Not only did we uncover such potential vulnerabilities, we could also estimate the likelihood that they would occur in the real world, using historical data from the capital markets. Although catastrophic losses were extremely unlikely in the model, by running thousands of simulations we were able to generate the rare events that triggered such disasters, and those results helped provide statistics about the bank’s true operational risk. From that information, Société Générale could test procedures for minimizing that risk (such as changes to its vacation policy) as well as calculate how much capital it should set aside to cover certain potential losses. Currently, financial institutions do not have an accurate way of determining their operational risk, so regulatory agencies force them to overestimate the amount of rainy-day cash they need to have in reserve. In the asset-management business, a financial institution that could determine its operational risk accurately could easily save millions of dollars each year, not only by freeing up some rainy-day capital (which can then be invested) but also by lowering the organization’s insurance premiums.

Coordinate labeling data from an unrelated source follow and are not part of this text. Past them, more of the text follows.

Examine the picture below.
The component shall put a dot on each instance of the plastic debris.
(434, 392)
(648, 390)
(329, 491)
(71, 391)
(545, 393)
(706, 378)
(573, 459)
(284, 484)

The Bizarre World of Emergent Behavior
The research into organizational behavior at HP, our pharmaceutical client, and Société Générale holds a larger lesson. A common criticism of agent-based modeling is that the technology often requires an understanding of the complex psychology of human behavior, and errors in quantifying such “soft factors”can lead to results that are grossly inaccurate. As the saying goes,” garbage in, garbage out.” Of course, an agent-based model will only be as accurate as the assumptions and data that went into it, but even approximate simulations can be very valuable. HP, for example, used its model to gain a better qualitative understanding of how certain factors (the company’s hiring strategy, employee turnover, total level of knowledge, and so forth) were related. By contrast, the simulation for our pharmaceutical client was much more detailed and complete, enabling the company not only to understand its business better but also to predict, shape, optimize, and control it. In other words, how a company uses an agent-based model should be directly related to the work and data that went into building it, and vice versa.